No one other than us knew. Both her and my parents knew that we were only separated but never knew the reason. By the end of January when her mom called me and insisted I tell the truth I invited her over together with her dad. I told them everything and like literally I broke into tears and cried on my mother in law's shoulder. The comforted me and apologized for their daughter's behavior. I later told my parents and then some few close friends soon enough everyone knew about us and I started receiving comforting messages others talking I'll of my ex.

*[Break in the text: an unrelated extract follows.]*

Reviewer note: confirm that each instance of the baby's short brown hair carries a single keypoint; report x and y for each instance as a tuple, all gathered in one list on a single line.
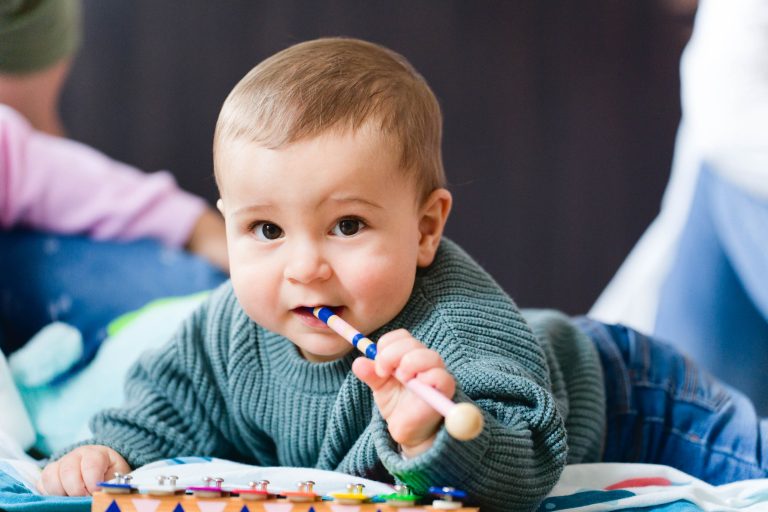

Soon afterwards , my wife called me crying saying that I turned everyone against her and that she hates me. She said that people were threatening her and AP and her dad hates( they had a close relationship) her and sisters don't want to speak to her. And no one will speak with her without insulting her. This was mid April. By the beginning of June , her relationship with AP had fizzled out due to stress. I remember she came to see the kids and told me that her AP kicked her out coz he couldn't handle the stress of their relationship. She was living in a hotel room. She didn't look good at all like some one who was depressed. She asked if she could move back in and I said no. She said that she understood but asked to spend more time with the kids . She said that she wanted to make up for the lost time with the kids and wanted to come in the afternoon and cook for them and spend time with them. I agreed. By this time she would come cook, my favorite meal, cleaned the house, write a small notes saying I love you together with flowers. when I came back home from work she would always try to spend some more time with me. I have to admit I did enjoy spending time with her. Then she started talking about how much she misses me, and asked divorce is what I really wanted. I always avoided this conversations . Last week now she told me that she had been going to IC and was wondering whether we should try MC . She has started dressing the way like , wearing makeup , she has tried to initiate s*x but I have turned her down. She has bought me more goods and more than countless times she has brought up MC. On weekend , she cried, begging me to not to go through with the divorce , that she has already put up with a lot and all she wants me and her family back , and she will to do whatever I want. I know it's like the roles are reversed. All this time I have been numb although a part of me feels Happy now that she has gotten a taste of her own medicine. I still love her but I don't really know if I should give our relationship another chance?